One of the most criminally underused features of PowerPoint is the notes page -- most people don't know it exists. PowerPoint lets you create a set of speaker notes with the slide at the top, and detailed notes below. It's a very simple mechanism, but when used correctly, it's of inestimable value. In a former life, I was tasked with organising various meetings and assembling PowerPoint slidedecks. Most of these were just compilations of slides submitted by managers from across the organisation... and none of them included any speaker notes. This was awkward, as quite often I had to pass these slide decks on to one of the local management team to deliver.
Have you ever been in a presentation where the presenter was reading the slides for the first time as he delivered his presentation? I have, and far more than once, I'm sad to say. In the corporate world, it comes across as a sign of disdain and disrespect for the workers. Why am I sitting here listening to you when you haven't taken the time to prepare what you're going to say? If you can't tell me what the figures actually mean, why did you bother coming? Why not just put it in an email and stop wasting everybody's time?
The notes page -- the notes page can fix that. I never wrote a professional presentation without extensive notes, so that someone else could pick it up and present it.
I knew the most important truth about PowerPoint: the slides never tell the full story, and a person with only the slides normally doesn't even understand everything included in the slides. In short, without the notes, the presenter is even less useful than the slides themselves.
Now, back to Slideshare.
I have looked at Slideshare many times, but I've never seen any slide deck through to the end, because there's a heck of a lot missing. Without the speaker, the story simply doesn't flow; all we have is a disjointed series of statements and assertions, often in confusingly abbreviated English.
and Slideshare does not show the notes page. To me, that's almost criminal. The one thing that can help the reader make sense of a slide deck, and it's just not there. It may be in the PowerPoint file that you can download... or it may not be. Probably not.

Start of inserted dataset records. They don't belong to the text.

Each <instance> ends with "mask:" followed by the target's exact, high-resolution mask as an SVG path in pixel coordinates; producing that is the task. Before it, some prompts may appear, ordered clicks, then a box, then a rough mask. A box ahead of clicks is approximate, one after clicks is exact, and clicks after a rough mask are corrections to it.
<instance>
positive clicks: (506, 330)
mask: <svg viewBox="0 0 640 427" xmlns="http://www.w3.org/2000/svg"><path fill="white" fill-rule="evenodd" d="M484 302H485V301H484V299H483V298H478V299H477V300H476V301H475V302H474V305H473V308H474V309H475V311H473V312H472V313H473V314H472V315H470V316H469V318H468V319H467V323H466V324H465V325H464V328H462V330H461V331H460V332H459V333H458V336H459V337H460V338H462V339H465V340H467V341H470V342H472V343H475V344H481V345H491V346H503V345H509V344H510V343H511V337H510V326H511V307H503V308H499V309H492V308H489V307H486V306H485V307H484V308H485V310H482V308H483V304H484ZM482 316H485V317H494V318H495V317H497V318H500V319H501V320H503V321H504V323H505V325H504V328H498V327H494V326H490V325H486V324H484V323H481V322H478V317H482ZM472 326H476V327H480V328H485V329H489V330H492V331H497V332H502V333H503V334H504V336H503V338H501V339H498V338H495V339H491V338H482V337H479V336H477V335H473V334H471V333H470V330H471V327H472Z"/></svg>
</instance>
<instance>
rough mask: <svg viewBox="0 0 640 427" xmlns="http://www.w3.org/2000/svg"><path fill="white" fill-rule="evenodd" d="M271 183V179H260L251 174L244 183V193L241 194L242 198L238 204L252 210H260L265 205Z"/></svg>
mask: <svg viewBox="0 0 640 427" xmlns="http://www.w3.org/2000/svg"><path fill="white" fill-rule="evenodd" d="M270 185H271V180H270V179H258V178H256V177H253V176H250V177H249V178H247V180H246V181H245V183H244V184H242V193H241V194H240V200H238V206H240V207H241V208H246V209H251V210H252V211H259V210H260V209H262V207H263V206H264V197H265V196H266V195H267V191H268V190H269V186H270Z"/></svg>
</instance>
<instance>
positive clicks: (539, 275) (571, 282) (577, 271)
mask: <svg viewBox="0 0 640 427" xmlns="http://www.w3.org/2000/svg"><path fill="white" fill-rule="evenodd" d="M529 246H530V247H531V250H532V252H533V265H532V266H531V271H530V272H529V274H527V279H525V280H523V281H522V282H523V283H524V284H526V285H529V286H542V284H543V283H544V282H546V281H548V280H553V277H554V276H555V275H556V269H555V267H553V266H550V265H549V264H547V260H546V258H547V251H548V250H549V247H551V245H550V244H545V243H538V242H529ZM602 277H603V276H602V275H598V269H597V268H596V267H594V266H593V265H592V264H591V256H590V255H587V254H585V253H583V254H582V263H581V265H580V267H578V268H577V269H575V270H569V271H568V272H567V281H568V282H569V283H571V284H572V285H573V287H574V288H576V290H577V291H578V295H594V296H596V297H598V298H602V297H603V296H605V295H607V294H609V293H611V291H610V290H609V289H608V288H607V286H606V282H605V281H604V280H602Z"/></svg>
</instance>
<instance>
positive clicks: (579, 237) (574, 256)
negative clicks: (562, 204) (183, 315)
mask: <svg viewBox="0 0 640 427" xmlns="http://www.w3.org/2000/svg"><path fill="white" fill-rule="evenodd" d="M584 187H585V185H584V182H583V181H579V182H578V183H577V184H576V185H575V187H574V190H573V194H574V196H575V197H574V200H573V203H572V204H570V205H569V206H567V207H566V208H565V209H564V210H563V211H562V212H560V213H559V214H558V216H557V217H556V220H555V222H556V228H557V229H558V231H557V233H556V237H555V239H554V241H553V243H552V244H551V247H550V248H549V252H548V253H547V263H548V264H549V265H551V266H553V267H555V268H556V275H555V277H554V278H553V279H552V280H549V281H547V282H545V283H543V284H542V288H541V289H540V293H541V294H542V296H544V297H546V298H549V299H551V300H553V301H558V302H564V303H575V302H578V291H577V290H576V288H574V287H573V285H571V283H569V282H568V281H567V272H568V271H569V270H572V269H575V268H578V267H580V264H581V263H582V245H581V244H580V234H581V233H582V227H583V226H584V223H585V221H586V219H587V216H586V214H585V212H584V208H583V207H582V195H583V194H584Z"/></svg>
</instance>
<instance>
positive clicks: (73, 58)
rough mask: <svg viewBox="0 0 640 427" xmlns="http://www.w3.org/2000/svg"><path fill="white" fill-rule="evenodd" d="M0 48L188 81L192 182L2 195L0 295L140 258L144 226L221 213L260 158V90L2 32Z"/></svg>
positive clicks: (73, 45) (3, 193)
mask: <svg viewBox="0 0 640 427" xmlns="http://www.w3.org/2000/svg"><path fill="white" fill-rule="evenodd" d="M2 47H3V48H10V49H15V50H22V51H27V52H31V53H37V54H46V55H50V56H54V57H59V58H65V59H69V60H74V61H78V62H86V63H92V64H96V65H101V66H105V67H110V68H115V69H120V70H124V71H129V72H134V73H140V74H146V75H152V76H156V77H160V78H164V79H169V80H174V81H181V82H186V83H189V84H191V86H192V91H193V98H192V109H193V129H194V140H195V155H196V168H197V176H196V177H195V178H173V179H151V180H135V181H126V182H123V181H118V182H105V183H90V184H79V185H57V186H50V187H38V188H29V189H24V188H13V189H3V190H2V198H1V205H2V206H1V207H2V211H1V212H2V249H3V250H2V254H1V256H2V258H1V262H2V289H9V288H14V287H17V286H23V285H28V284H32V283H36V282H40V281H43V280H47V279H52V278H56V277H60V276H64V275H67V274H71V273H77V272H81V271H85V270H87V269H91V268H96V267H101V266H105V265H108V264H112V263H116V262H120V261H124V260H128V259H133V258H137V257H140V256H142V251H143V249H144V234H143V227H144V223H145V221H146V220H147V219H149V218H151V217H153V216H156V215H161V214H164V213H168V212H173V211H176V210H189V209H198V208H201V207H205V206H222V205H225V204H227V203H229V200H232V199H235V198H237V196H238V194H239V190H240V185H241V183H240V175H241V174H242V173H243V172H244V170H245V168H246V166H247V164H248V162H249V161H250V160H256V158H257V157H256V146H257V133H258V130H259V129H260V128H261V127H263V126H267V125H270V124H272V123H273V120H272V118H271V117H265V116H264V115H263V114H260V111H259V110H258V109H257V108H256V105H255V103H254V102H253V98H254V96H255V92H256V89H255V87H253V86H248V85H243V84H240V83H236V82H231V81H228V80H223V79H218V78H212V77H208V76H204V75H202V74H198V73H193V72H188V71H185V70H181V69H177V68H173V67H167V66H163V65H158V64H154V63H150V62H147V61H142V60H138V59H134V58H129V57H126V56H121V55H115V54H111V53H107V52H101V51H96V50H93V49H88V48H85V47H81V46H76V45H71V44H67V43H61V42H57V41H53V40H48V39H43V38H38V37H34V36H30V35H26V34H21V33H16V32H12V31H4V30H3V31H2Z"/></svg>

(I did in fact download the set reading to see, and sure enough, there wasn't a single note added for any of the 74 slides included.)
And that's the thing. By hiding the notes page from us unless we specifically ask for it, PowerPoint encourages people to write without making notes. If Slideshare exposed the notes page, maybe people would start making a point of using it, and maybe slide decks would be useful to someone other than the original author. Until then, they're useless to everyone else.